- It began with the SEA Voting Group
- The Idea of Establishing SEACEN was mooted
- Finally...the SEACEN Centre as a legal entity
- Current Membership
- Associate Members and Observers
It began with the SEA Voting Group...
The history of The SEACEN Centre is closely tied with the annual meetings of the governors of South East Asian central banks. In February 1966, a group of governors of some South East Asian central banks met in Bangkok, Thailand, to exchange information and ideas on matters affecting their economies and financial systems. The meeting was attended by seven heads/representatives of the central banks and monetary authorities of Laos, Malaysia, the Philippines, Singapore, Sri Lanka, Thailand and Vietnam.
The discussions during the initial annual meetings were focused on the exchange of information and ideas on economic and financial conditions of the individual countries. Much emphasis was placed on the setting up of a South East Asian voting group to represent the interests of SEACEN economies in the International Monetary Fund, the International Bank for Reconstruction and Development (now known as the World Bank), and the Asian Development Bank. It is now a matter of record that the South East Asian Voting Group was subsequently established and is still in existence although the composition of the Voting Group is not exactly the same as the membership of The SEACEN Centre.
The idea of setting up a centre for monetary studies and training in the region was mooted during the Second Governors Conference held in Baguio, the Philippines in 1967. The subsequent annual conferences of the governors discussed the feasibility of establishing a centre for monetary studies in Manila, with a regional training centre located in Kuala Lumpur. Committees created by the governors looked into these aspects and at their seventh meeting in Kuala Lumpur in 1972, it was agreed that a single centre for both research and training be established in Kuala Lumpur.
The SEACEN Centre started to operate on an informal basis in 1972 by conducting training courses, relying on the resources of member central banks and monetary authorities, notably those of Bank Negara Malaysia’s Staff Training Centre. The first SEACEN course was on Management of Financial Institutions held in Bank Negara Malaysia's Staff Training Centre from 17 April to 13 May 1972. Twenty-two participants from Indonesia, Cambodia, Laos, Malaysia, Nepal, the Philippines, Singapore, Sri Lanka, Thailand and Vietnam attended the course. On 15 January 1977, just prior to the Twelfth Governors’ Conference, The SEACEN Centre’s building in Jalan Universiti, Kuala Lumpur, which was constructed by Bank Negara Malaysia, was inaugurated by Dr. Mahathir bin Mohamad, then Deputy Prime Minister of Malaysia. The SEACEN Centre relocated to its current premise of Sasana Kijang, Bank Negara Malaysia, in June 2011.
Work to establish The SEACEN Centre as a separate legal entity commenced in 1973 to enable the Centre to recruit international professional staff to carry out its functions and activities.
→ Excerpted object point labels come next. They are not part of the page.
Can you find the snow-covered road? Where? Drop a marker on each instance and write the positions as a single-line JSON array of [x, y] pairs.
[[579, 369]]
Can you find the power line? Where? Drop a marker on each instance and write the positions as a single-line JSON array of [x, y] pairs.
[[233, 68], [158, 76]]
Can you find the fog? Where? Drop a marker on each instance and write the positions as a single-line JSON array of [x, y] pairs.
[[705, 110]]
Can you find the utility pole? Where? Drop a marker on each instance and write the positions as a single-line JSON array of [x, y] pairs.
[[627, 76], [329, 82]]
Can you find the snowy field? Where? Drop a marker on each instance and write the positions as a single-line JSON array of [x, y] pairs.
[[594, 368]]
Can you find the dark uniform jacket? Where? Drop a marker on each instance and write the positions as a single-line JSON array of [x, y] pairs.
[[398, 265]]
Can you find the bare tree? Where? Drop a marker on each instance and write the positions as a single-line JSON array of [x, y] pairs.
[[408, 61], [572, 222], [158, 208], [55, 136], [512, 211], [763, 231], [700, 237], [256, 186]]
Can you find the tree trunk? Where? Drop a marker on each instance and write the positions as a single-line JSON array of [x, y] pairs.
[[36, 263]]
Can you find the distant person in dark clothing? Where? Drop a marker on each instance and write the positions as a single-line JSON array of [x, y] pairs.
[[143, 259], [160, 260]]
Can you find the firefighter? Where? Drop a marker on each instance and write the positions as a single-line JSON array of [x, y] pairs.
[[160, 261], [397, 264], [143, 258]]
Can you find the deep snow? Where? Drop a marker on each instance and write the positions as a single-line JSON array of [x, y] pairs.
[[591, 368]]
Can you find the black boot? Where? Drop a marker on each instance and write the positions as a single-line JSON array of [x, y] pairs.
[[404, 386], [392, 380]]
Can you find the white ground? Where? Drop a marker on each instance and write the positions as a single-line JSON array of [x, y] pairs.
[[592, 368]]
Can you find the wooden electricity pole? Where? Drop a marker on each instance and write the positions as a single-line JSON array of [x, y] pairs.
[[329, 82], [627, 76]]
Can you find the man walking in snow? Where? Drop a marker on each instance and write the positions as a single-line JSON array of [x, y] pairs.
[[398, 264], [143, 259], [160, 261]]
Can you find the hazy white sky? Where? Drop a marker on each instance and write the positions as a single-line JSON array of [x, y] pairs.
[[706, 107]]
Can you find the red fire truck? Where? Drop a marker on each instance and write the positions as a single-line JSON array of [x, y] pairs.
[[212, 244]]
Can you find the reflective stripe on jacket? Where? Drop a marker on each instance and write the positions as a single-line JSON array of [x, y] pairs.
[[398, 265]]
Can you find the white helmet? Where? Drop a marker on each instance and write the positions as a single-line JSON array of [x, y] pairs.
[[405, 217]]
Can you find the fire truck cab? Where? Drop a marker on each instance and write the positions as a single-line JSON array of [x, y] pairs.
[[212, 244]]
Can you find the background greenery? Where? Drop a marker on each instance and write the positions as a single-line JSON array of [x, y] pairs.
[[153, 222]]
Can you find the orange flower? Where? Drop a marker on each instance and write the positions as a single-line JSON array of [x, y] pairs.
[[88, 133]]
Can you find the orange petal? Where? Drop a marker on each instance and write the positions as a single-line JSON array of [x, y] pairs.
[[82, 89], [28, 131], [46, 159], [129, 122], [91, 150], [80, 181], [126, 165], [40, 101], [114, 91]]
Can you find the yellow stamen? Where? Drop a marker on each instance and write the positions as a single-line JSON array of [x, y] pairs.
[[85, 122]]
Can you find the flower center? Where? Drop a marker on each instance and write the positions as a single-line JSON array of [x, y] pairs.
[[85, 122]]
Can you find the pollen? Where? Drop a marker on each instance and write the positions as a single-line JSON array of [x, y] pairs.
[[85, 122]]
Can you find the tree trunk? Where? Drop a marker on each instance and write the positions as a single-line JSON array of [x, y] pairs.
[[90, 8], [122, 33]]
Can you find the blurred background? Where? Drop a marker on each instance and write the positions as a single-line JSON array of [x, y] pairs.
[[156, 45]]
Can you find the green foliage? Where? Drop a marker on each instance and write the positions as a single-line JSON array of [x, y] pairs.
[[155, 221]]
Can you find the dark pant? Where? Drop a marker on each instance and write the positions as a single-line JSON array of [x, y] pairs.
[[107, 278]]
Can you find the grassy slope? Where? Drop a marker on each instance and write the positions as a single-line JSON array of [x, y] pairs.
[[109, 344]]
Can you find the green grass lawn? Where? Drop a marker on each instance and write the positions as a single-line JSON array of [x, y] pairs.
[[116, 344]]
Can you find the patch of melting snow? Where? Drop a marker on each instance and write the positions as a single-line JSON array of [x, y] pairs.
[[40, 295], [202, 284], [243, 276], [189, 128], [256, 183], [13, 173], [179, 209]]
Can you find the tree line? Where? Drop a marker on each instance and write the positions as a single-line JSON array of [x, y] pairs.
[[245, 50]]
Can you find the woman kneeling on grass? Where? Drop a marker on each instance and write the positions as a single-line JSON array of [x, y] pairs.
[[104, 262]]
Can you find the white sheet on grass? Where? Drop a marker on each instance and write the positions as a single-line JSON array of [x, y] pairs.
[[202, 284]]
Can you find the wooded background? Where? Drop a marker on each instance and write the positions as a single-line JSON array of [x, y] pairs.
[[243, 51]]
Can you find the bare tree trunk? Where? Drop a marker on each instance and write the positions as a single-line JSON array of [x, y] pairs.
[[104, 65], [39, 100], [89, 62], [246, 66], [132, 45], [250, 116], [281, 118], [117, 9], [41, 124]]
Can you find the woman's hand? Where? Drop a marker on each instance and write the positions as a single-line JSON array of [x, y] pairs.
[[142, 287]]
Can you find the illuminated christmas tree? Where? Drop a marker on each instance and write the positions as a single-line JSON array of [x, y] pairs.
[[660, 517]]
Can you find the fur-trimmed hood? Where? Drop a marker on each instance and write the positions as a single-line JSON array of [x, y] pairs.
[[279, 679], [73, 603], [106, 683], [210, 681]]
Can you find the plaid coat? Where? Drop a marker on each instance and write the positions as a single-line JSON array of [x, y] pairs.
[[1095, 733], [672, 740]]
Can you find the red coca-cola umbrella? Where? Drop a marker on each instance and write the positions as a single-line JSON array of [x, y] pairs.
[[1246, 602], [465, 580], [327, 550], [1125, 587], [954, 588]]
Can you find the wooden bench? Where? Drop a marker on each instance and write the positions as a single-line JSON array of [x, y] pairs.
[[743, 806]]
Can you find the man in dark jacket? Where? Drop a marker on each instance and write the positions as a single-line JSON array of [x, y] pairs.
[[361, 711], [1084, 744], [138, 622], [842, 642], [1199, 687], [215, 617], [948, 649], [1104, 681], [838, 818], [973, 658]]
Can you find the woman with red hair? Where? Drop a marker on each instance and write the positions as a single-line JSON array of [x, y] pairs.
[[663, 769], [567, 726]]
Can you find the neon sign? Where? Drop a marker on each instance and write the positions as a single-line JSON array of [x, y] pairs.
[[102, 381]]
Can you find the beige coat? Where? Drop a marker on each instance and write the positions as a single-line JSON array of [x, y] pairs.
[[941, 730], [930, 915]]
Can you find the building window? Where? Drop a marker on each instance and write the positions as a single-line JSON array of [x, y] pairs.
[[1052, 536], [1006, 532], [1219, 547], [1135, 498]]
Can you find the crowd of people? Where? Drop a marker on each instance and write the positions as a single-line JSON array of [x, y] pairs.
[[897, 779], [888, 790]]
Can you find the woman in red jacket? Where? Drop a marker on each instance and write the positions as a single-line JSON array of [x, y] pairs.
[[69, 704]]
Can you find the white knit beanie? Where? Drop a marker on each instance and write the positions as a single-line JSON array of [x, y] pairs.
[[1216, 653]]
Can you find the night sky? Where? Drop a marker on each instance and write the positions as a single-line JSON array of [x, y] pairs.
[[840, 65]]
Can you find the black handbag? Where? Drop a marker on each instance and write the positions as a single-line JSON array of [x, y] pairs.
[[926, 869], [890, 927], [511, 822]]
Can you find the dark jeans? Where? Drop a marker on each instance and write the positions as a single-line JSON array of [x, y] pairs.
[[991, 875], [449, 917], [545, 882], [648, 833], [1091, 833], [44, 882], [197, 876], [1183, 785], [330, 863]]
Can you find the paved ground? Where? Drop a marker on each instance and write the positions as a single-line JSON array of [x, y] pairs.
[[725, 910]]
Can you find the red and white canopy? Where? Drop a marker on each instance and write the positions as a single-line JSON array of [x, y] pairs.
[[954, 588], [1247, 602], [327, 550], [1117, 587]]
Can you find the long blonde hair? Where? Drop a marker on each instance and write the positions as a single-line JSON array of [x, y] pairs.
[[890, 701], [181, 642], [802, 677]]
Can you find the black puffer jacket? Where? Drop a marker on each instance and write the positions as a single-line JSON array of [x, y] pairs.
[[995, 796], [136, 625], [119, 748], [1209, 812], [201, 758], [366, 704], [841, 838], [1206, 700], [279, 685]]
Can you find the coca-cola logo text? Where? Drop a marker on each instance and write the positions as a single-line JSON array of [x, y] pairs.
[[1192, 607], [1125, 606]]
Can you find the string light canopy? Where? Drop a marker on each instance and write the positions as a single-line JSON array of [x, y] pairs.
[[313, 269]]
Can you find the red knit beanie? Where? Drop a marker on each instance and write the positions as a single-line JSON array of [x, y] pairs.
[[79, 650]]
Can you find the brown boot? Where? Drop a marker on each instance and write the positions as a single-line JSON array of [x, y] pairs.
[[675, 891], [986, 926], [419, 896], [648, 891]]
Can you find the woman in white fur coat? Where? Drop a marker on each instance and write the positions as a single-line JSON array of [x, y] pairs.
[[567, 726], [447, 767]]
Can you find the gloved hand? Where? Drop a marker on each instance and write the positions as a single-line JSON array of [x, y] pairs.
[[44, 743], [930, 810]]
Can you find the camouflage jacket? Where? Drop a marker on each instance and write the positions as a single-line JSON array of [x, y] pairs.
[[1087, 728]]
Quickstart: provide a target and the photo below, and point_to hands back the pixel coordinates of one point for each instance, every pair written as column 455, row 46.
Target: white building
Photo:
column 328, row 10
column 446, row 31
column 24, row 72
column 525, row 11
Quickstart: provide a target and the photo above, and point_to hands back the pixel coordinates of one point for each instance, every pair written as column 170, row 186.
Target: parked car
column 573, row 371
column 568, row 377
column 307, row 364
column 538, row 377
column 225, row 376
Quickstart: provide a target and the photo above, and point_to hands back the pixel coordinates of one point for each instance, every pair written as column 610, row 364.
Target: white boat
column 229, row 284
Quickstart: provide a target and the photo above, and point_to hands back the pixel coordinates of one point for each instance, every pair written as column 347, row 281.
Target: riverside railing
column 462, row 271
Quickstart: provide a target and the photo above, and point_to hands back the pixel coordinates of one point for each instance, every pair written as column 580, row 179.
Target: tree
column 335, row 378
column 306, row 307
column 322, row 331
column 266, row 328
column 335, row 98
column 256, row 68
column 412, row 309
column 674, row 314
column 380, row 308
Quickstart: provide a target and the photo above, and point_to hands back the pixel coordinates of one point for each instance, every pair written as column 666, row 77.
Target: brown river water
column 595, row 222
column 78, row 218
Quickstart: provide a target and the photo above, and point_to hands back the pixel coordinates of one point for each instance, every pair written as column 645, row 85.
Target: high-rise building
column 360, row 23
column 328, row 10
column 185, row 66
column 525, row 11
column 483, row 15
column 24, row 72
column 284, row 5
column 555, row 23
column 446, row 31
On 3 February 1982, the Agreement among the SEACEN Central Banks on the South East Asian Central Banks (SEACEN) Research and Training Centre was signed by Mr. Rachmat Saleh, Governor of Bank Indonesia; Mr. Abdul Aziz bin Haji Taha, Governor of Bank Negara Malaysia; Mr. Kalyan Bikram Adhikary, Governor of Nepal Rastra Bank; Mr. Jaime C. Laya, Governor of the Central Bank of the Philippines; Mr. Lim Ho Kee, Deputy Managing Director of the Monetary Authority of Singapore; Mr. Warnasena Rasaputram, Governor of the Central Bank of Ceylon; and Mr. Nukul Prachuabmoh, Governor of the Bank of Thailand. On 27 January 1982, the South East Asian Central Banks (SEACEN) Research and Training Centre was registered as a company limited by guarantee without a share capital under the Companies Act 1965 of Malaysia.
Since its establishment, the membership of SEACEN has grown. There are currently 20 Regular Member Central Banks and Monetary Authorities. In addition to the original eight members, it is joined by The Bank of Korea on 25 January 1990, Central Bank, Chinese Taipei on 25 January 1992, The Bank of Mongolia on 20 May 1999, Autoriti Monetari Brunei Darussalam on 1 April 2003, the Reserve Bank of Fiji on 1 April 2004, the Bank of Papua New Guinea on 2 June 2005, the National Bank of Cambodia on 1 April 2006; the State Bank of Vietnam on 1 September 2006 and the People’s Bank of China on 25 January 2011; the Bank of The Lao, PDR on 14 February 2012; Reserve Bank of India on 1 January 2013; and, Hong Kong Monetary Authority on 1 November 2014.